2. 根据 deepsort 类的 update 函数看

class DeepSort(object):
    def __init__(self, model_path, max_dist=0.2, min_confidence=0.3, max_iou_distance=0.7, max_age=70, n_init=3, nn_budget=100, use_cuda=True):

        # yolo中检测结果置信度阈值，筛选置信度小于0.3的detection
        self.min_confidence = min_confidence

        # 用于提取图片的embedding,返回的是一个batch图片对应的特征
        self.extractor = Extractor(model_path, use_cuda=use_cuda)

        # 用在级联匹配的地方，如果大于改阈值，就直接忽略
        max_cosine_distance = max_dist
        # 第一个参数可选'cosine' or 'euclidean'
        metric = NearestNeighborDistanceMetric(
            "cosine", max_cosine_distance, nn_budget)
        self.tracker = Tracker(
            metric, max_iou_distance=max_iou_distance, max_age=max_age, n_init=n_init)

    # 匹配、跟踪 都在 update 中
    def update(self, bbox_xywh, confidences, classes, ori_img):
        self.height, self.width = ori_img.shape[:2]
        # generate detections
        # 从原图中抠取bbox对应图片并计算得到相应的特征
        features = self._get_features(bbox_xywh, ori_img)
        bbox_tlwh = self._xywh_to_tlwh(bbox_xywh)
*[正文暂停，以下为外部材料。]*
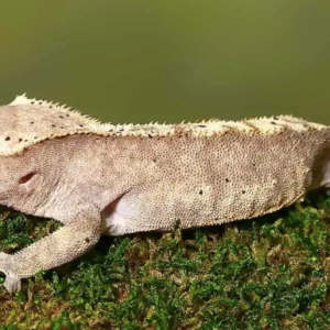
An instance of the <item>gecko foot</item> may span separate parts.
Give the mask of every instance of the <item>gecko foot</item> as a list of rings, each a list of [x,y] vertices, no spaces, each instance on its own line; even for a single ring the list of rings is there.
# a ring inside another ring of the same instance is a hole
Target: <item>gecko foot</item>
[[[21,278],[16,276],[10,268],[12,255],[0,252],[0,272],[4,273],[6,280],[3,286],[10,295],[21,290]]]

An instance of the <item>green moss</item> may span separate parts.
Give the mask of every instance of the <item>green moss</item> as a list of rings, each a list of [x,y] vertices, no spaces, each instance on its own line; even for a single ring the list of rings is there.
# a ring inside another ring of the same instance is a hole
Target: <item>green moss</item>
[[[309,199],[253,221],[102,238],[12,298],[0,288],[0,329],[330,329],[330,198]],[[58,227],[2,213],[10,253]]]

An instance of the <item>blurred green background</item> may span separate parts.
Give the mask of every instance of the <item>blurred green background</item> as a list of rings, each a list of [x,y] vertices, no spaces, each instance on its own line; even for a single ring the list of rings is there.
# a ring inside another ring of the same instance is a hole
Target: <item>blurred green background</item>
[[[0,103],[103,121],[292,113],[330,123],[330,1],[0,2]]]

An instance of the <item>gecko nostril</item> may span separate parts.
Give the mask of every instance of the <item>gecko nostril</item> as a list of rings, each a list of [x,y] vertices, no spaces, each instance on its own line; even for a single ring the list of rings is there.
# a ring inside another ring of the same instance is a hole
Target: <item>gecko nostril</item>
[[[21,177],[21,178],[19,179],[19,184],[20,184],[20,185],[26,184],[28,182],[31,180],[31,178],[32,178],[34,175],[35,175],[34,172],[31,172],[31,173],[24,175],[23,177]]]

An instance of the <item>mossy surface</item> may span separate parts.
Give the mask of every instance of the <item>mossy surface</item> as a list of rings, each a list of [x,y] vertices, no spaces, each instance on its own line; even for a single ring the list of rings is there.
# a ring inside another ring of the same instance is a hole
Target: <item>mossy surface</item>
[[[255,220],[102,238],[13,297],[1,286],[0,329],[330,329],[330,198],[308,199]],[[59,226],[2,218],[9,253]]]

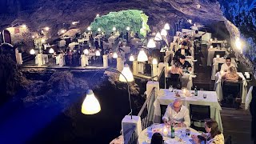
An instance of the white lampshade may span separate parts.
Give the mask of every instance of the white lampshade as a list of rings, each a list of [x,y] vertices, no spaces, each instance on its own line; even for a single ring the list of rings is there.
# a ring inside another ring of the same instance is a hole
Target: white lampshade
[[[157,65],[158,64],[158,60],[156,58],[154,58],[152,61],[153,65]]]
[[[157,33],[157,34],[154,37],[155,41],[162,41],[162,35],[159,32]]]
[[[188,19],[187,22],[190,24],[192,24],[192,20],[191,19]]]
[[[133,82],[134,80],[134,75],[131,73],[129,68],[129,66],[127,64],[125,65],[121,73],[126,77],[126,78],[127,79],[127,82]],[[119,81],[126,82],[126,78],[123,77],[122,74],[120,74]]]
[[[167,31],[165,29],[162,29],[160,34],[162,36],[166,36]]]
[[[30,54],[35,54],[35,51],[34,49],[31,49],[30,51]]]
[[[240,38],[238,38],[236,40],[235,40],[235,46],[237,46],[237,48],[238,50],[241,50],[242,48],[242,43],[241,43],[241,41],[240,41]]]
[[[44,29],[45,29],[45,30],[49,31],[50,27],[46,26],[46,27],[45,27]]]
[[[89,50],[88,50],[88,49],[85,49],[85,50],[83,50],[83,54],[89,54]]]
[[[148,47],[148,48],[155,48],[156,47],[155,42],[154,42],[153,39],[150,39],[149,42],[147,43],[146,47]]]
[[[148,61],[148,58],[147,55],[146,54],[145,51],[143,50],[143,49],[142,49],[138,54],[138,58],[137,58],[138,62],[146,62]]]
[[[89,90],[82,102],[81,111],[84,114],[94,114],[101,111],[101,106],[93,90]]]
[[[49,50],[49,53],[50,53],[50,54],[54,54],[54,50],[53,48],[50,48],[50,49]]]
[[[169,23],[166,23],[166,24],[165,24],[165,26],[163,27],[163,29],[165,29],[165,30],[170,30]]]
[[[130,56],[130,58],[129,58],[129,61],[130,61],[130,62],[133,62],[133,61],[134,61],[135,59],[134,59],[134,57],[131,54]]]
[[[42,43],[46,42],[46,39],[45,39],[45,38],[42,38],[42,39],[41,39],[41,42],[42,42]]]
[[[113,58],[118,58],[118,54],[117,54],[116,52],[114,52],[114,53],[113,54]]]
[[[101,56],[101,53],[98,50],[96,50],[96,56]]]

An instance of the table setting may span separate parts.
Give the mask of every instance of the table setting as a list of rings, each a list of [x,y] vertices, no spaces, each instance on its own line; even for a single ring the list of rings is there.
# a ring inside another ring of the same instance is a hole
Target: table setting
[[[157,94],[157,98],[154,103],[154,122],[161,122],[160,105],[169,105],[176,98],[180,98],[182,105],[190,109],[190,104],[202,105],[210,106],[210,118],[215,119],[218,123],[221,131],[223,130],[222,122],[220,114],[222,107],[218,103],[218,97],[215,91],[206,91],[203,90],[198,90],[198,96],[194,95],[194,90],[176,89],[160,89]]]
        # 筛选掉小于 min_confidence 的目标，并构造一个 Detection 对象构成的列表
        # Detection是一个存储图中一个bbox结果
        # 需要：1. bbox(tlwh形式) 2. 对应置信度 3. 对应embedding
        detections = [Detection(bbox_tlwh[i], conf, features[i]) for i, conf in enumerate(
            confidences) if conf > self.min_confidence]
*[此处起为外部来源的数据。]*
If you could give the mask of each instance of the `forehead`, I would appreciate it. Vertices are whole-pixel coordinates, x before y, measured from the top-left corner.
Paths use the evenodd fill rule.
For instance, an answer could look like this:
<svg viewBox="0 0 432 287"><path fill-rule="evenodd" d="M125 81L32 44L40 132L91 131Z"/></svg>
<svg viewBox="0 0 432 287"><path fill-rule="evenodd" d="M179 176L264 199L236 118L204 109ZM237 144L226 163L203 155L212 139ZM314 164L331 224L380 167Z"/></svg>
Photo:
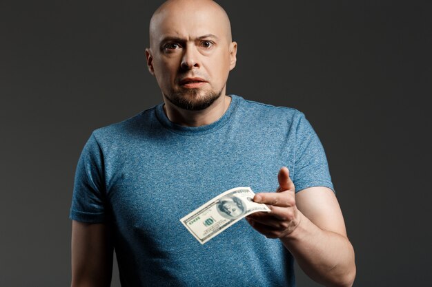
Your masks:
<svg viewBox="0 0 432 287"><path fill-rule="evenodd" d="M213 34L226 38L223 17L210 10L181 9L163 11L150 24L150 40L159 43L166 37L194 39Z"/></svg>

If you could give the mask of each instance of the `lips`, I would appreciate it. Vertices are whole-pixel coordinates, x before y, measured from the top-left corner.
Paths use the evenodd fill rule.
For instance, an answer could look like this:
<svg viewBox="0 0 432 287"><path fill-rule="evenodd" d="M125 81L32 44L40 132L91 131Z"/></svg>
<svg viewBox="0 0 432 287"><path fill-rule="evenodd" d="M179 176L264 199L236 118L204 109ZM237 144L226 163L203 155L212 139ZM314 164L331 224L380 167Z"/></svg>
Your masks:
<svg viewBox="0 0 432 287"><path fill-rule="evenodd" d="M180 85L196 85L197 84L204 84L205 83L207 82L202 78L185 78L180 81Z"/></svg>

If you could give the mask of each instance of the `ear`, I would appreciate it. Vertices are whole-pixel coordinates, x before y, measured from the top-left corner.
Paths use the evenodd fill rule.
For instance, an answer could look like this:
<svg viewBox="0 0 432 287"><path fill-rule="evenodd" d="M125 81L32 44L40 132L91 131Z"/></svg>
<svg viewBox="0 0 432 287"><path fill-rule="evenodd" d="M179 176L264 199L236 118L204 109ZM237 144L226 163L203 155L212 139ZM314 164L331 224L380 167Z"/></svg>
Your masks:
<svg viewBox="0 0 432 287"><path fill-rule="evenodd" d="M234 69L237 63L237 42L230 44L230 71Z"/></svg>
<svg viewBox="0 0 432 287"><path fill-rule="evenodd" d="M150 48L146 49L146 59L147 61L147 68L150 74L155 76L155 69L153 68L153 56Z"/></svg>

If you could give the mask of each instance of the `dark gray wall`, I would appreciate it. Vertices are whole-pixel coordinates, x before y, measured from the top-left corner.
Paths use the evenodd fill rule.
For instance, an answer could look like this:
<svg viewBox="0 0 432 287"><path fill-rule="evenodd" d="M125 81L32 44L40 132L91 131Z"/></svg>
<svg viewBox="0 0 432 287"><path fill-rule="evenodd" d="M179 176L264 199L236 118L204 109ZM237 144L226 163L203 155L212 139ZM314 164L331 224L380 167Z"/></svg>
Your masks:
<svg viewBox="0 0 432 287"><path fill-rule="evenodd" d="M304 111L324 145L355 286L432 284L431 1L220 3L239 44L228 92ZM1 1L0 286L69 284L84 144L161 100L144 54L159 3Z"/></svg>

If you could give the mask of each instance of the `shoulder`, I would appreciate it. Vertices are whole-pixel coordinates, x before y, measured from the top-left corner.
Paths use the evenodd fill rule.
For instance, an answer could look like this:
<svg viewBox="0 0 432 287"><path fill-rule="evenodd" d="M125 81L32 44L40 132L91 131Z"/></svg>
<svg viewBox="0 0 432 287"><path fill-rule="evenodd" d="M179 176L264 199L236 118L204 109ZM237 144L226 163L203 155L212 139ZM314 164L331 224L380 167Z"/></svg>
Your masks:
<svg viewBox="0 0 432 287"><path fill-rule="evenodd" d="M139 134L142 136L154 125L155 108L150 107L121 122L99 127L93 131L92 136L99 143L106 143L128 140Z"/></svg>
<svg viewBox="0 0 432 287"><path fill-rule="evenodd" d="M289 125L297 125L306 118L302 111L293 107L275 106L239 98L239 109L242 116L248 116L260 122Z"/></svg>

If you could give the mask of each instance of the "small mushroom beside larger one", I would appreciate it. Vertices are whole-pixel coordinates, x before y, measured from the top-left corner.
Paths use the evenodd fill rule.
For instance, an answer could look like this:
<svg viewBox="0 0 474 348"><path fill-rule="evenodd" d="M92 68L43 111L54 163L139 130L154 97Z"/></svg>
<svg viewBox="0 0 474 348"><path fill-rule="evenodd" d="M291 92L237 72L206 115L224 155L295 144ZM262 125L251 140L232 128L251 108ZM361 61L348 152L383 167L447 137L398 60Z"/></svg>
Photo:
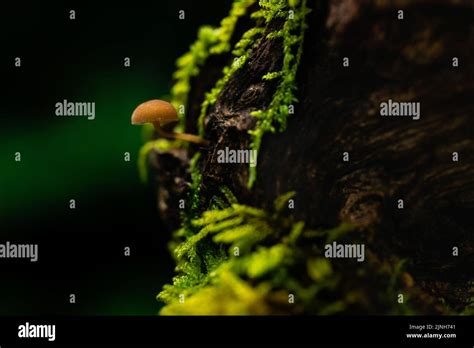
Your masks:
<svg viewBox="0 0 474 348"><path fill-rule="evenodd" d="M151 123L155 127L156 132L164 138L179 139L203 146L209 145L209 141L197 135L168 132L161 128L165 124L176 121L178 121L178 113L174 106L159 99L149 100L138 105L132 114L133 125Z"/></svg>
        # run on non-maximum supression
        boxes = np.array([d.tlwh for d in detections])
        scores = np.array([d.confidence for d in detections])

        # 使用非极大抑制
        # 默认nms_thres=1的时候开启也没有用，实际上并没有进行非极大抑制
        # indices = non_max_suppression(boxes, self.nms_max_overlap, scores)
        # detections = [detections[i] for i in indices]

        # update tracker
        # tracker给出一个预测结果，然后将detection传入，进行卡尔曼滤波操作
        self.tracker.predict() # 将跟踪状态分布向前传播一步
        self.tracker.update(detections, classes) # 执行测量更新和跟踪管理

        # output bbox identities
        # 存储结果以及可视化
        outputs = []
        for track in self.tracker.tracks:
            if not track.is_confirmed() or track.time_since_update > 1:
                continue
            box = track.to_tlwh()
            x1, y1, x2, y2 = self._tlwh_to_xyxy(box)
            track_id = track.track_id
            class_id = track.class_id
            outputs.append(np.array([x1, y1, x2, y2, track_id, class_id], dtype=np.int))
        if len(outputs) > 0:
            outputs = np.stack(outputs, axis=0)
        return outputs

从这里开始对照以上流程图会更加清晰。在 deepsort 初始化的过程中有一个核心 metric ， NearestNeighborDistanceMetric 类会在匹配和特征集更新的时候用到。

梳理 DeepSORT 的 update 流程：

根据传入的参数（bbox_xywh, conf, img）使用ReID模型提取对应bbox的表观特征。
构建 detections 的列表，列表中的内容就是 Detection 类,在此处限制了bbox的最小置信度。
使用非极大抑制算法，由于默认nms_thres=1，实际上并没有用。
Tracker 类进行一次预测，然后将 detections 传入，进行更新。
最后将 Tracker 中保存的轨迹中状态属于确认态的轨迹返回。

以上核心在 Tracker 的 predict 和 update 函数，接着梳理。

3. Tracker 的 predict 函数

Tracker 是一个多目标跟踪器，保存了很多个 track 轨迹，负责调用卡尔曼滤波来预测 track 的新状态+进行匹配工作+初始化第一帧。 Tracker 调用 update 或 predict 的时候，其中的每个 track 也会各自调用自己的 update 或 predict 。

class Tracker:
    def __init__(self, metric, max_iou_distance=0.7, max_age=70, n_init=3):
        self.metric = metric
        self.max_iou_distance = max_iou_distance  # 最大iou，iou匹配的时候使用
        self.max_age = max_age # 直接指定级联匹配的cascade_depth参数
        self.n_init = n_init # n_init代表需要n_init次数的update才会将track状态设置为confirmed

        self.kf = kalman_filter.KalmanFilter() # 实例化卡尔曼滤波器
        self.tracks = [] # 保存一个轨迹列表，用于保存一系列轨迹
        self._next_id = 1 # 下一个分配的轨迹id

    def predict(self):
        """Propagate track state distributions one time step forward.
        将跟踪状态分布向前传播一步

        This function should be called once every time step, before `update`.
        """
        # 遍历每个track都进行一次预测
        for track in self.tracks:
            track.predict(self.kf)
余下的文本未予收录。